What happens in a baby’s everyday life affects the way the brain develops. By connecting and bonding with your baby, and giving baby lots of love, attention and interesting experiences, you create the best conditions for your baby’s brain growth, learning and development.
Connecting and bonding with your baby: why it’s important
Babyhood – it’s a time of face-pulling, baby talk (or parentese) and smiling. Babies spend their days looking at faces, watching parents and siblings, and refining emotional skills. This is the way they get the love, attention and stimulation they need to develop and feel safe in the world.
Understanding your baby: 2-6 months
During this time, your baby begins to learn what emotions are and what they’re for.
By watching how you react when she expresses emotions, and by seeing you express your own feelings, your baby starts to know when she feels specific things, such as happiness, sadness, excitement or fearfulness.
After about three months, babies also begin to learn that certain actions – such as smiling, cooing, crying or suddenly yelling louder than the television – can bring about emotional responses from grown-ups.
Tips to help you connect with baby
- When your baby first starts to deliberately catch your eye, look back into baby’s eyes.

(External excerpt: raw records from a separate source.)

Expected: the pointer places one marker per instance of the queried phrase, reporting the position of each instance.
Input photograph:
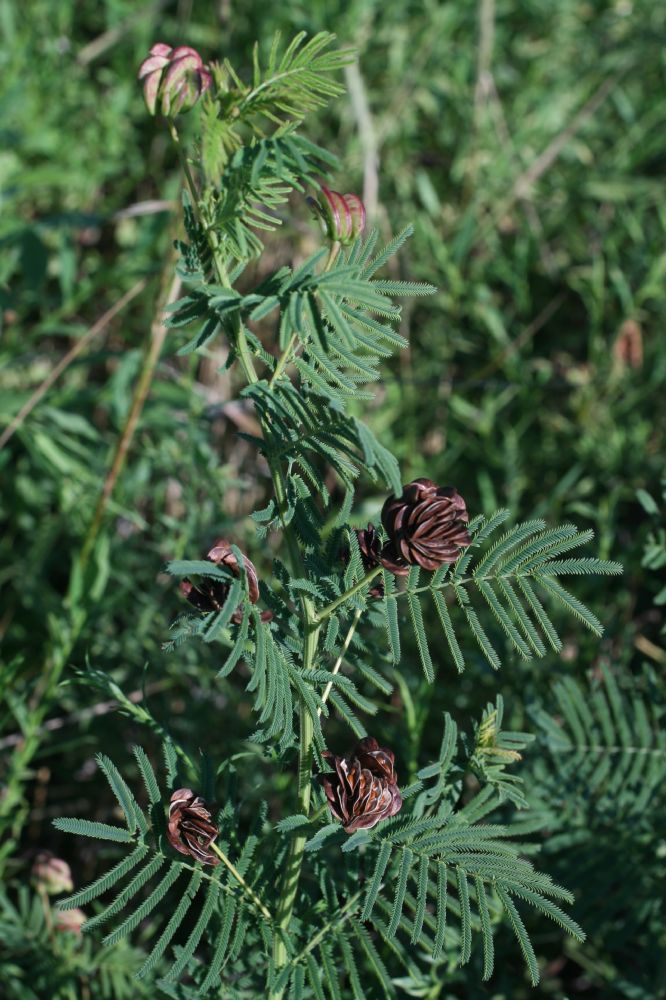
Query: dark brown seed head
(363, 788)
(426, 526)
(210, 595)
(190, 828)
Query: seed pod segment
(426, 526)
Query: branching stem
(334, 605)
(338, 662)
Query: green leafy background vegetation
(527, 145)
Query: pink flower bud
(51, 875)
(173, 78)
(342, 215)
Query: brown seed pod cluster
(426, 527)
(190, 829)
(362, 789)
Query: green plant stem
(241, 881)
(334, 605)
(310, 622)
(242, 347)
(338, 662)
(285, 357)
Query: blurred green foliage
(527, 144)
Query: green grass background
(527, 144)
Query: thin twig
(101, 708)
(90, 334)
(367, 137)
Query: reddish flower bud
(427, 527)
(50, 874)
(190, 829)
(342, 215)
(628, 346)
(363, 789)
(210, 595)
(176, 78)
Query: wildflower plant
(365, 886)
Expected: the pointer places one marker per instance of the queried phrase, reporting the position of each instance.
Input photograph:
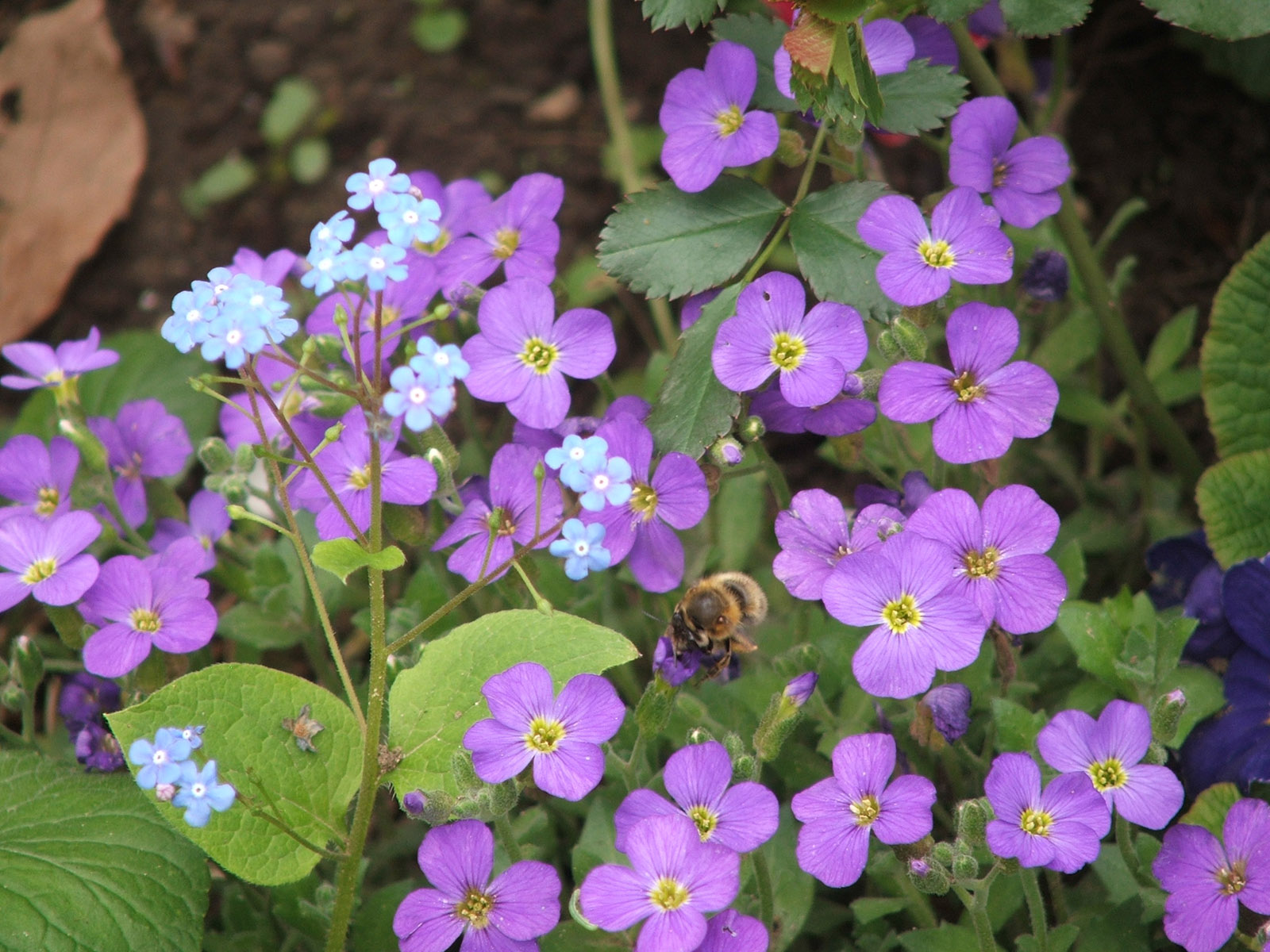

- When baby makes noises, show you’re listening. Try smiling, nodding, widening your eyes, lifting your brows and touching. You can also say things like, ‘What did you say?’ or ‘Aren’t you talking well!’ This all encourages your baby to keep communicating.
- Help your baby to calm down after any emotional excitement. You can do this by stroking baby, saying gentle words and playing soothing music. This all helps baby to develop emotional control.
- Maintain a regular routine. This helps your baby to feel comfortable and make sense of all the new sights, sounds, smells and tastes around.
Researchers believe that seeing the way your face reacts when your baby does or says something helps baby to understand the world and form relationships.
Understanding your baby: 6-9 months
This is a period of rapid development and brain growth. By nine months, your baby’s brain has undergone a growth spurt that helps form connections between what he sees, hears, tastes and feels.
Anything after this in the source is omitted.